However, TURFs have also emerged in areas or situations where ease of acquisition and defence of exclusive rights is not readily apparent. They have developed in marine areas such as lagoons, along beaches, and with regard to coral reefs. And, more recently, TURFs are being established, legally or illegally, in association with fish aggregation devices (FADs) and other new or recently expanded technologies.

As more and more study is given to the culture and organization of fishing communities, there are indications that some forms of TURFs are more pervasive than previously thought to be the case, in both modern and traditional marine fisheries. A partial list of fisheries and techniques using, or permitting, exclusive territorial rights, indicates the range and variety of TURFs in both culture and capture marine fisheries: oyster and clam bottom; seaweed beds; raft culture; fish aggregation devices, both floating (payaos) and fixed on the bottom as artificial reefs; beach seine rights; fish pens and cages; set net rights; bottom fish traps such as lobster pots and octopus shelters; coral reefs; lagoon fisheries; fish traps at stream mouths for anadromous species like salmon; and others less formal such as tacit territorial divisions by some large-scale commercial fisheries.

These kinds of “sea tenure” situations are attracting increasing attention for several reasons - two of which are particularly important with regard to fisheries management. First, they are of considerable interest with regard to efficiency goals. The concept of the “sole owner” as a means for preventing the damaging consequences of open access to common property resources has long been recognized as being of fundamental importance (Scott, 1955). But until the widespread adoption of the extended economic zone (EEZ - a form of TURF in itself) occurred, there has been limited opportunity for, or interest in, practical applications of the concept.

The second reason is that localized TURFs appear to afford an important opportunity for improving (or maintaining) the welfare of small-scale fishing communities in developing countries. It is becoming increasingly apparent that these communities, which produce a major part of developing countries' fish catch, are persistently and pervasively depressed and have not generally responded to conventional attempts to improve their welfare. This is, in large part, due to the common property condition governing the use of the resources. Community control of the means of production, through localized TURFs, may provide an important tool in attempts to improve the fishermen's welfare. The corollary is equally important. If localized TURFs develop on their own, without satisfactory community control, they may create a class of “sea-lords” which could well worsen the plight of the small-scale fisherman.
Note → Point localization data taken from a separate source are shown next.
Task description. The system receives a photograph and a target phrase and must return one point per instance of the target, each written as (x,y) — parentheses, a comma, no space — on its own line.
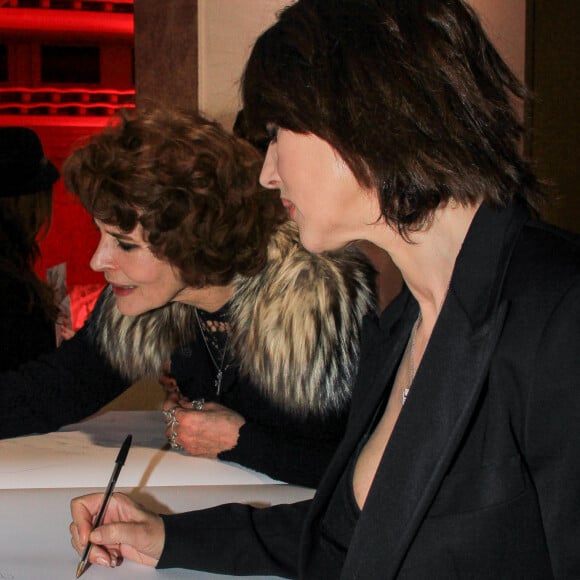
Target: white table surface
(40,474)
(35,541)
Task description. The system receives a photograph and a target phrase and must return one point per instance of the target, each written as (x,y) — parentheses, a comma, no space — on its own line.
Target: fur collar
(295,326)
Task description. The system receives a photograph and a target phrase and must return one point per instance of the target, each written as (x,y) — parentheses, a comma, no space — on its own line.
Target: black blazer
(481,476)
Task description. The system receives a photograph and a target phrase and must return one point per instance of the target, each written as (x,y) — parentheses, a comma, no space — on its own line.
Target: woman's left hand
(204,429)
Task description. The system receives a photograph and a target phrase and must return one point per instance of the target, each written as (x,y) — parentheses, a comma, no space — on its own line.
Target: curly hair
(192,186)
(24,221)
(410,93)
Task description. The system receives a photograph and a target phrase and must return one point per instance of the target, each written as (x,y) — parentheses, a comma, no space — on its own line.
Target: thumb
(116,533)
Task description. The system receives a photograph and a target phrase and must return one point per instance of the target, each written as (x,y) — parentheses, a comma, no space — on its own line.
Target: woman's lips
(121,291)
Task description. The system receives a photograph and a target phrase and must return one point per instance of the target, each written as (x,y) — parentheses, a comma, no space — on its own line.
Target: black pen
(119,462)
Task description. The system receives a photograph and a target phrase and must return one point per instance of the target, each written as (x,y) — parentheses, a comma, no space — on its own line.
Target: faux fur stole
(294,327)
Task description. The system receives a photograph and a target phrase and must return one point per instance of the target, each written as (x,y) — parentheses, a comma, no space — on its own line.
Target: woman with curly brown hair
(28,313)
(206,281)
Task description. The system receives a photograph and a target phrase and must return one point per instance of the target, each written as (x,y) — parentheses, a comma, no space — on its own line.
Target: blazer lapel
(441,404)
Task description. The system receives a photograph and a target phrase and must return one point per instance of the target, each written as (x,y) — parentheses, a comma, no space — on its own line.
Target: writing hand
(205,432)
(128,530)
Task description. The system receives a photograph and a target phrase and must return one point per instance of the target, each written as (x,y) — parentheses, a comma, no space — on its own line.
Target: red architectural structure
(65,67)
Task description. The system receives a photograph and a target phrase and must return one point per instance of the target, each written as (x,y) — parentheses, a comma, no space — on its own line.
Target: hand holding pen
(127,530)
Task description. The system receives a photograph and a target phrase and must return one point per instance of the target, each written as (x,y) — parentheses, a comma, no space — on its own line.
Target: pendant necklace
(219,368)
(411,359)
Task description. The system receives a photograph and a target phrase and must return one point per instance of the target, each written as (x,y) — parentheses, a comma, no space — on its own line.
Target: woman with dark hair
(29,312)
(391,121)
(207,282)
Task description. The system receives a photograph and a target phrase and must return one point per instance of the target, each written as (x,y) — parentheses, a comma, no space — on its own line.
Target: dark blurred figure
(27,309)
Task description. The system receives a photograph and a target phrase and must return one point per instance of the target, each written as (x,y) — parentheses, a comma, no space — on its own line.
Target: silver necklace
(220,369)
(411,359)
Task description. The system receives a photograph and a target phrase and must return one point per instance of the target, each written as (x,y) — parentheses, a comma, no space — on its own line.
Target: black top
(25,331)
(75,381)
(481,476)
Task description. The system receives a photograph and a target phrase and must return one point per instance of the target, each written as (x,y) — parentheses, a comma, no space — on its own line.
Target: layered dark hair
(192,187)
(410,93)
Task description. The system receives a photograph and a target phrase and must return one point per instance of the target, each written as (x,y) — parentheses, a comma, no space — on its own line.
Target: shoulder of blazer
(295,326)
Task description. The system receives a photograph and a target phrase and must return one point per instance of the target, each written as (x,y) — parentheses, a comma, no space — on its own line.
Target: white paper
(35,541)
(83,455)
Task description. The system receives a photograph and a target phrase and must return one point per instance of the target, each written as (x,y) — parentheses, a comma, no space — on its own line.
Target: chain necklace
(219,368)
(411,359)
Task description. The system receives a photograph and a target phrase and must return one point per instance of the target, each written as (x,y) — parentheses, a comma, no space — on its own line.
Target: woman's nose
(102,258)
(269,177)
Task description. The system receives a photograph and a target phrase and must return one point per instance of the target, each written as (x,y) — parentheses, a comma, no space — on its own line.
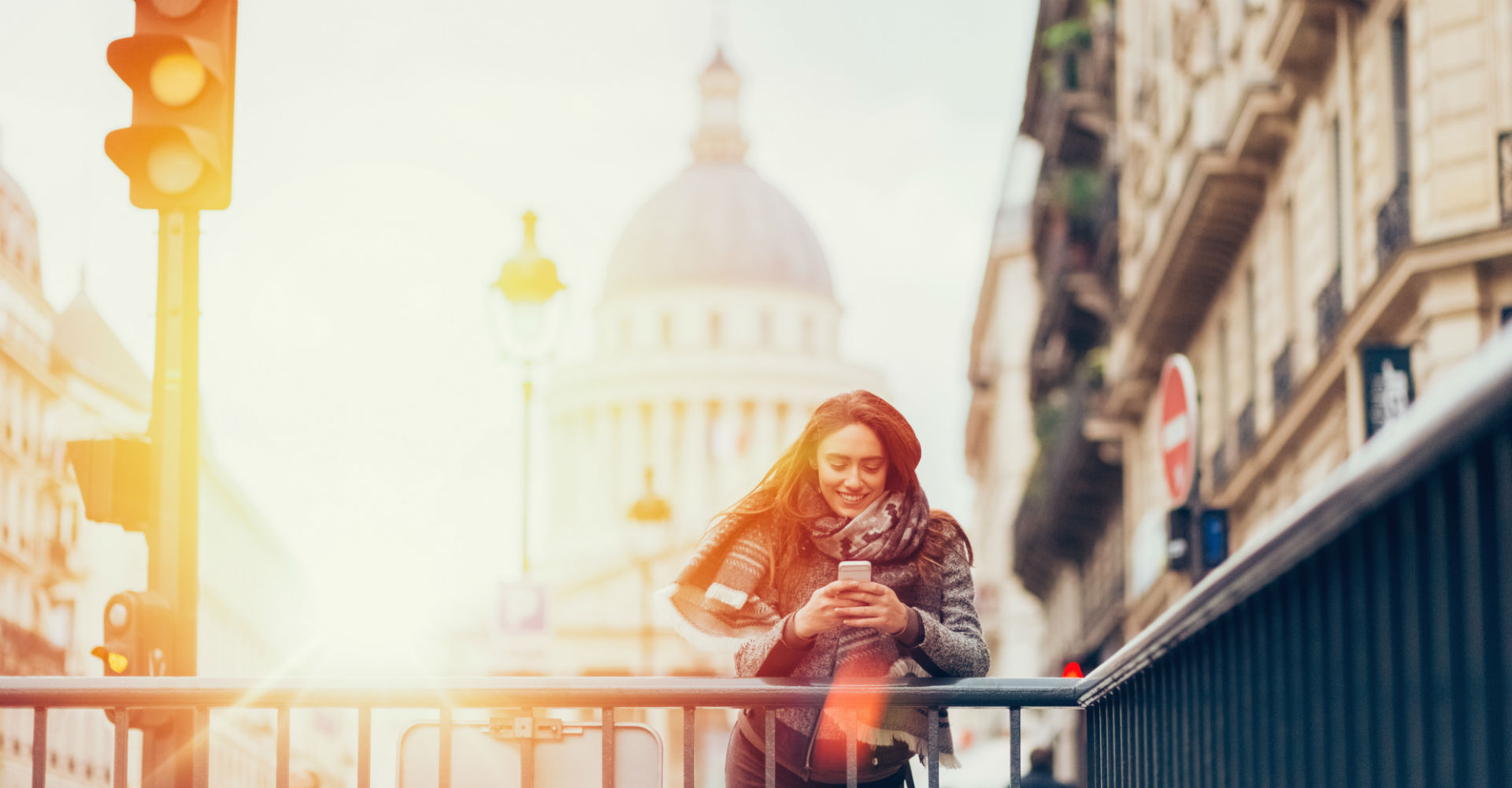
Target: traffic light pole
(172,564)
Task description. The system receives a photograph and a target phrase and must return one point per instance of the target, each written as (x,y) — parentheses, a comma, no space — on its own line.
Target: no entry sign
(1178,427)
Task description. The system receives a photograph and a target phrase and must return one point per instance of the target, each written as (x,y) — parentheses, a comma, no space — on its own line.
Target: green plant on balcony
(1063,44)
(1077,191)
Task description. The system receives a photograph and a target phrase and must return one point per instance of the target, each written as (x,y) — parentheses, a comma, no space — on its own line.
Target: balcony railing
(1361,638)
(524,694)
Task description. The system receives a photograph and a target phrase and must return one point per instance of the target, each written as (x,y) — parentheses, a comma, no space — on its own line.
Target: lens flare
(172,167)
(177,79)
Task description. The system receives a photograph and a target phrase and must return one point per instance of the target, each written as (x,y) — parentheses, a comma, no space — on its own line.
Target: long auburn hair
(776,501)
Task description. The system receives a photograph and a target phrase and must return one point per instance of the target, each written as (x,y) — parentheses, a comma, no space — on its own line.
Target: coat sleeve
(953,643)
(773,652)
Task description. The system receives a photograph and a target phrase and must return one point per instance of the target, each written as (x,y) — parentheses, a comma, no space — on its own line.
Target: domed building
(717,335)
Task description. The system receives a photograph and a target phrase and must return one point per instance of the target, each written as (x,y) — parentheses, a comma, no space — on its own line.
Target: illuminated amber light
(177,79)
(172,167)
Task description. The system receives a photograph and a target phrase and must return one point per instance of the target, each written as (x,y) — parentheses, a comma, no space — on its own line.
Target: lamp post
(528,318)
(650,515)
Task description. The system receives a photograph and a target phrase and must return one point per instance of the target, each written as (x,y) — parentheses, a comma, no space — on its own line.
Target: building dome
(718,223)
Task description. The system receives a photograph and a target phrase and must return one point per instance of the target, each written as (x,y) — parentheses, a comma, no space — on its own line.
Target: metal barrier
(202,694)
(1364,640)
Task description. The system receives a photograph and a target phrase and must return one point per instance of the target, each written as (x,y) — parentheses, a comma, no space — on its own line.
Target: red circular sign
(1178,427)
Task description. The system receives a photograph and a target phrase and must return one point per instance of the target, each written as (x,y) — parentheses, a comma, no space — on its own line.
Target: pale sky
(384,151)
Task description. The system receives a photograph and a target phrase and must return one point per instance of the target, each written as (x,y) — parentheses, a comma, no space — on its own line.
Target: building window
(1251,332)
(1339,194)
(1402,128)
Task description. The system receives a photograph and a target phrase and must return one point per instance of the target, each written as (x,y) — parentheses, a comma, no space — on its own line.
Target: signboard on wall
(1178,427)
(1388,385)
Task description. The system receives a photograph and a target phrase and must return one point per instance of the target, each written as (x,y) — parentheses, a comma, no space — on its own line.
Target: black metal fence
(1366,640)
(129,696)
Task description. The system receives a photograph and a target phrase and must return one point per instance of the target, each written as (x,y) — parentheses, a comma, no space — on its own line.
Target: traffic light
(180,67)
(138,636)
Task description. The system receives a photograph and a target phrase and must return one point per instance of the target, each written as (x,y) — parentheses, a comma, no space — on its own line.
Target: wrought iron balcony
(24,652)
(1071,493)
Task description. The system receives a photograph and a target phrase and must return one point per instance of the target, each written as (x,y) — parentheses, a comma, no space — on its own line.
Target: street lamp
(527,322)
(652,516)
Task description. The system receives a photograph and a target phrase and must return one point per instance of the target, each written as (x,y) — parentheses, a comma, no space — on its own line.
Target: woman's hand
(877,607)
(821,611)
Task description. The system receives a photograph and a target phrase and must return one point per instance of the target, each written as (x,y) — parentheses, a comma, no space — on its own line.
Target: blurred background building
(717,335)
(67,375)
(1313,205)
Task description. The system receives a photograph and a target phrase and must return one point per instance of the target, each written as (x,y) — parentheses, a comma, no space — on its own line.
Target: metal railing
(1362,638)
(128,696)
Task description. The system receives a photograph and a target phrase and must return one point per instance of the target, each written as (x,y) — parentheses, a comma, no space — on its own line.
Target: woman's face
(853,469)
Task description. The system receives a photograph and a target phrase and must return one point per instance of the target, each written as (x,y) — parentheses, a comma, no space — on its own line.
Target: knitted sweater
(944,634)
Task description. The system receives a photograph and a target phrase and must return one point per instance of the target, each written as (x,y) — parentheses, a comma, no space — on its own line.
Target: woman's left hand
(879,608)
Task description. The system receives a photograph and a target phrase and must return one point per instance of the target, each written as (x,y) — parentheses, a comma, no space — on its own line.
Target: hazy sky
(384,151)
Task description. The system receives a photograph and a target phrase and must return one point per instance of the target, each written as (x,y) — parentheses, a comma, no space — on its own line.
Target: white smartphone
(856,571)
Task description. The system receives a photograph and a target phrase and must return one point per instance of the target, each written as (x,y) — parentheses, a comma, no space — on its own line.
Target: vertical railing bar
(528,749)
(1411,743)
(851,731)
(1245,737)
(445,749)
(365,746)
(1473,667)
(39,748)
(688,746)
(1342,634)
(606,735)
(1015,766)
(1295,620)
(1125,699)
(123,728)
(770,737)
(1357,587)
(1444,763)
(202,748)
(1384,712)
(1502,574)
(1502,563)
(935,743)
(1319,667)
(282,766)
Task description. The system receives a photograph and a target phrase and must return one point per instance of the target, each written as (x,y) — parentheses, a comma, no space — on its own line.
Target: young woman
(764,580)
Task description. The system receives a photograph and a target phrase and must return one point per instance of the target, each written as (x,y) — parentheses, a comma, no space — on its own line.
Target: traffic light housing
(138,636)
(182,70)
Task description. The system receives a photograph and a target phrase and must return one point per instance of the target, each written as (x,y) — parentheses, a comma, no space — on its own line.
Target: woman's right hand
(821,611)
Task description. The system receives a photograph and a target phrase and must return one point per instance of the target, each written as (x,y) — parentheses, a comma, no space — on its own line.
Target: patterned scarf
(716,602)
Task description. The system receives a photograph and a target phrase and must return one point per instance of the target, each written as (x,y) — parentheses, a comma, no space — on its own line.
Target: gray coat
(951,641)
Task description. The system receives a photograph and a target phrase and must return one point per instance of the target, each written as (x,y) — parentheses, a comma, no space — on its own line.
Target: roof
(85,340)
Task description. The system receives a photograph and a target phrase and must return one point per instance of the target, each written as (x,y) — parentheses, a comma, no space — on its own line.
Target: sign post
(1178,427)
(1178,455)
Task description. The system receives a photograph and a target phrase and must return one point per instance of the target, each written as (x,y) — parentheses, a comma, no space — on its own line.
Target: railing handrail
(534,692)
(1449,414)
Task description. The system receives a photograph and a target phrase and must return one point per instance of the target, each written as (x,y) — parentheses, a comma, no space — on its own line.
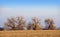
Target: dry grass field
(30,33)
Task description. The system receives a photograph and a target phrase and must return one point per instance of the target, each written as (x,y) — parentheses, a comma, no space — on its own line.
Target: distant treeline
(19,23)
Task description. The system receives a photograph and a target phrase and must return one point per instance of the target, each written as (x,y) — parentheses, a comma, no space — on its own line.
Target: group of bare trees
(19,23)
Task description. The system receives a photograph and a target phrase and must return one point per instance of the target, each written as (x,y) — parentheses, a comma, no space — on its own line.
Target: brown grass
(30,33)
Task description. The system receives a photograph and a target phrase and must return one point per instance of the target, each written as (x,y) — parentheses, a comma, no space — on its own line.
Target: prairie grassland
(30,33)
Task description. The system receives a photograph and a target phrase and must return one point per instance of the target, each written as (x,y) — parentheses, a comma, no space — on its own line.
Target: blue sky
(29,8)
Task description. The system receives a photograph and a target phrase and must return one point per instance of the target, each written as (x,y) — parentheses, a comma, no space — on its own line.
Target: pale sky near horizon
(29,8)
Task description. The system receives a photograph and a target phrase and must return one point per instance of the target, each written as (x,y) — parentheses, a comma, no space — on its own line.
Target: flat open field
(30,33)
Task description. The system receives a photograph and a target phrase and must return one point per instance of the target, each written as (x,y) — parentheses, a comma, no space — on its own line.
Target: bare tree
(35,25)
(10,24)
(50,24)
(21,23)
(18,23)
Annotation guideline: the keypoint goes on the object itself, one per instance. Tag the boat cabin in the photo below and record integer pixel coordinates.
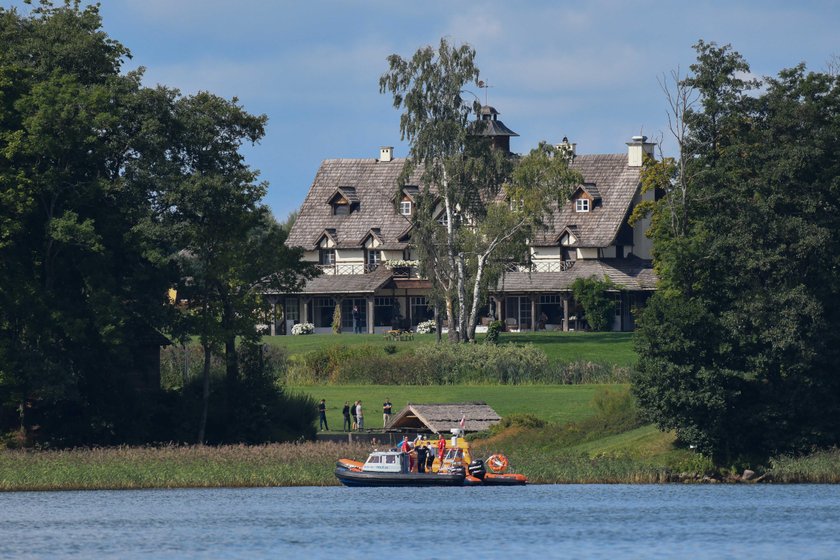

For these reasons, an increasing number of studies are being devoted to traditional sea tenure systems, especially by anthropolgists and sociologists (Cordell, forthcoming). But modern forms of localized TURFs are also emerging, and these, too, require study. In both cases, the need is to examine the ways in which localized TURFs can be used or adopted to meet both economic and social objectives. This paper provides a preliminary attempt to deal with one aspect of this examination - the natural and social conditions that facilitate or impede the acquisition and protection of localized exclusive use rights in fisheries. It begins with a discussion of the distinctions between common property and exclusive use rights and between generalized and localized TURFs. As a basis for understanding the conditions for enclosure, it examines some of the forces and factors that have supported the open access characteristic of common property. Several natural and social conditions that influence the acquisition of use rights are discussed as a basis for determining the opportunities for creating, re-establishing, or protecting localized TURFs. In concludes with brief discussion of the differences between efficiency and equity objectives and some of the opportunities and dangers that localized TURFs may create for the latter.